Por otra parte, las estructuras eclesiales que quieren ser coherentes con el proyecto de Jesús han de caracterizarse por poner el bien del ser humano por encima de todo. Jesús establece una auténtica jerarquía de valores (Mc 2, 27), poniendo la regla de oro (todo lo que ustedes desearían de los demás háganlo con ellos) como expresión última del mensaje de la ley y los profetas. Lo específico de Jesús —y, por tanto, debería serlo también de su Iglesia— lo resume Lucas en los Hechos diciendo: “Pasó por el mundo haciendo el bien y curando” (10, 38).
Asimismo, Xavier Alegre nos recuerda que Jesús fue un hombre de oración profunda y nada alienante. Marcos lo presenta orando cuando expone, programáticamente, el primer día de su actuación (1, 21-38). Pero es sobre todo Lucas el que destaca este aspecto característico de Jesús. No solo señala que Jesús solía retirarse a orar (Lc 5, 16) y que reza antes de actuaciones fundamentales (6, 12; 9, 18.28-29), sino que la oración enmarca toda su actuación, desde el bautismo (3, 21) hasta la cruz (23; 34.46). Además, Jesús encomendó con insistencia a sus discípulos la oración (Lc 11, 9-13).

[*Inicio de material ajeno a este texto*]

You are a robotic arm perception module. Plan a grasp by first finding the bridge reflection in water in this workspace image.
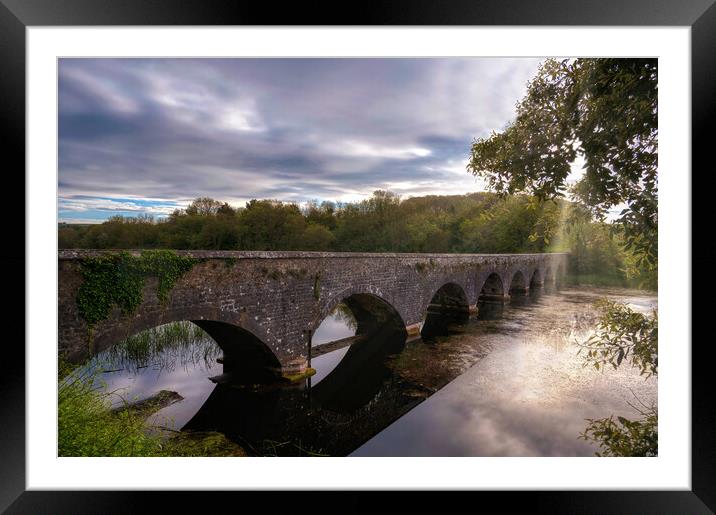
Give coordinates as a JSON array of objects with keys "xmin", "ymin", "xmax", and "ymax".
[{"xmin": 176, "ymin": 296, "xmax": 516, "ymax": 456}]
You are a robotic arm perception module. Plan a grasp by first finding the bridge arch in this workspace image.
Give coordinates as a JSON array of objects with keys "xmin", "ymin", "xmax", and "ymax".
[
  {"xmin": 309, "ymin": 287, "xmax": 405, "ymax": 335},
  {"xmin": 90, "ymin": 310, "xmax": 281, "ymax": 376},
  {"xmin": 544, "ymin": 266, "xmax": 554, "ymax": 286},
  {"xmin": 84, "ymin": 306, "xmax": 270, "ymax": 355},
  {"xmin": 529, "ymin": 267, "xmax": 544, "ymax": 290},
  {"xmin": 510, "ymin": 270, "xmax": 529, "ymax": 295},
  {"xmin": 478, "ymin": 272, "xmax": 506, "ymax": 301}
]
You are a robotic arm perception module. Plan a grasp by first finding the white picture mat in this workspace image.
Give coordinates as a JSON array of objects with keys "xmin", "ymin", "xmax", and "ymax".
[{"xmin": 26, "ymin": 27, "xmax": 691, "ymax": 490}]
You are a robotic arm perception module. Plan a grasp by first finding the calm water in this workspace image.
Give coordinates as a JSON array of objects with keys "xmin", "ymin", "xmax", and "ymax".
[{"xmin": 84, "ymin": 287, "xmax": 657, "ymax": 456}]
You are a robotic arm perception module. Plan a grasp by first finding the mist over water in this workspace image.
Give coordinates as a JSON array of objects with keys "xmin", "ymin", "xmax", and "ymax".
[{"xmin": 86, "ymin": 287, "xmax": 657, "ymax": 456}]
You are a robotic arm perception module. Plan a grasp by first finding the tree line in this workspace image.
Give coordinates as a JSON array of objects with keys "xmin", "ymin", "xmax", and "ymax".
[{"xmin": 58, "ymin": 190, "xmax": 655, "ymax": 287}]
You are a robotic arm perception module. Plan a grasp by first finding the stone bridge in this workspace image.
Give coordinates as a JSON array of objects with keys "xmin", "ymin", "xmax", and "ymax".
[{"xmin": 58, "ymin": 250, "xmax": 567, "ymax": 375}]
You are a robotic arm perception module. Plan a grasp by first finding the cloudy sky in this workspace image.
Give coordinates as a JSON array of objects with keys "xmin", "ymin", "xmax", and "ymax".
[{"xmin": 58, "ymin": 58, "xmax": 540, "ymax": 222}]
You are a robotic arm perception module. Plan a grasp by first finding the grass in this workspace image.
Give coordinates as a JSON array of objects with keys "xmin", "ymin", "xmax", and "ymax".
[
  {"xmin": 94, "ymin": 321, "xmax": 222, "ymax": 371},
  {"xmin": 57, "ymin": 366, "xmax": 246, "ymax": 457},
  {"xmin": 57, "ymin": 322, "xmax": 245, "ymax": 457},
  {"xmin": 57, "ymin": 366, "xmax": 167, "ymax": 456}
]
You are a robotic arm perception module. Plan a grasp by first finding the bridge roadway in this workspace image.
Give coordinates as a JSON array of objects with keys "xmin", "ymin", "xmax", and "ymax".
[{"xmin": 58, "ymin": 250, "xmax": 567, "ymax": 375}]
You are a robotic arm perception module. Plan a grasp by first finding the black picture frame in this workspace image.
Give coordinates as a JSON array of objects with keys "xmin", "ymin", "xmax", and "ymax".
[{"xmin": 0, "ymin": 0, "xmax": 716, "ymax": 513}]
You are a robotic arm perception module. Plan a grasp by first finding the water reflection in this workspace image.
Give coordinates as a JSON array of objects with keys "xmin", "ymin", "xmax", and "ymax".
[
  {"xmin": 352, "ymin": 289, "xmax": 657, "ymax": 456},
  {"xmin": 81, "ymin": 288, "xmax": 656, "ymax": 456}
]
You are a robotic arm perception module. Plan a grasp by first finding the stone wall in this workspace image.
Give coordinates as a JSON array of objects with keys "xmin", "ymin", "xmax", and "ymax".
[{"xmin": 58, "ymin": 251, "xmax": 567, "ymax": 372}]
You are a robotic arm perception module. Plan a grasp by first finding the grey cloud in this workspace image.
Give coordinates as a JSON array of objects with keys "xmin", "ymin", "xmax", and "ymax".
[{"xmin": 59, "ymin": 58, "xmax": 539, "ymax": 215}]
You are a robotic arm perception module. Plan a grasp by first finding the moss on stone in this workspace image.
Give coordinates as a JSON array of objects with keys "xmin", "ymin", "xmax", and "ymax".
[{"xmin": 77, "ymin": 250, "xmax": 198, "ymax": 334}]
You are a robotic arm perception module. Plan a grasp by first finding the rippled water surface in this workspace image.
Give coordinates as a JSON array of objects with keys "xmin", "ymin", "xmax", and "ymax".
[{"xmin": 86, "ymin": 287, "xmax": 657, "ymax": 456}]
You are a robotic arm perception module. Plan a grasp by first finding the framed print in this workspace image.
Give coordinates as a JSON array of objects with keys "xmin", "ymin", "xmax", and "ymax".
[{"xmin": 0, "ymin": 0, "xmax": 716, "ymax": 513}]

Por último, la renuncia a todo tipo de estructura de dominación. Esta debería ser otra característica específica de toda Iglesia que quiera ser fiel a lo que Jesús quiso. Jesús creyó solo en la fuerza del amor, porque solo creyó en Dios. Y Dios es amor (1 Jn 4, 8). En consecuencia, frente a la dominación, propone servir; frente a la imposición, propone fraternidad; frente al sometimiento, propone igualdad. Esta forma de ser brotó con fuerza y convicción en las comunidades eclesiales de base. De estos cuatro valores alternativos surge el gran reto para las iglesias: constituirse en comunidades marcadas por el estilo de vida y la práctica de Jesús.